Without it they would not survive and prosper. It is the time when the slaves
started to fight for an independent state, the foreigners fight for their
plantations and life style, the military is doing their job and
it is a
difficult one. France is going from a monarchy to a republic, dividing also the
French people on the island. The slaves live with their dreams of the past life
and dreams for the future. When life is at its hardest they dream of the island
beneath the sea. Voodoo is the religion. Superstitions and magic are part of
the daily life. It is not understood by the white people and therefore also
scary. Fear is forever present on both sides. The whites seem to be as much
slaves as the blacks, although their life is more comfortable.
It is a cruel
story and sometimes it is difficult to read about the atrocities that take
place and are well described in the book. The story evolves around two persons
who become dependent on each other although they live quite different lives.
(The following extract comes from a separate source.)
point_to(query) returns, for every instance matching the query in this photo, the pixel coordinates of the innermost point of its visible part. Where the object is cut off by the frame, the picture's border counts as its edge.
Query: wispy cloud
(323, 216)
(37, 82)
Tolouse Vallmorain comes to visit his father in the French colony of
Saint-Domingue. Upon arrival he realises that his father is dying and his
temporary visit becomes permanent when he decides to take over the running of
his father’s plantation. Zarité, called Tete is the young slave girl who comes
to the plantation some years later to care for his wife. We follow their family
and friends during the turbulent times from around 1770 until 1820 from
Africa/France to Saint-Dominque, to Cuba to New Orleans. Their lives are
interwoven and it seems there is not getting away from the future.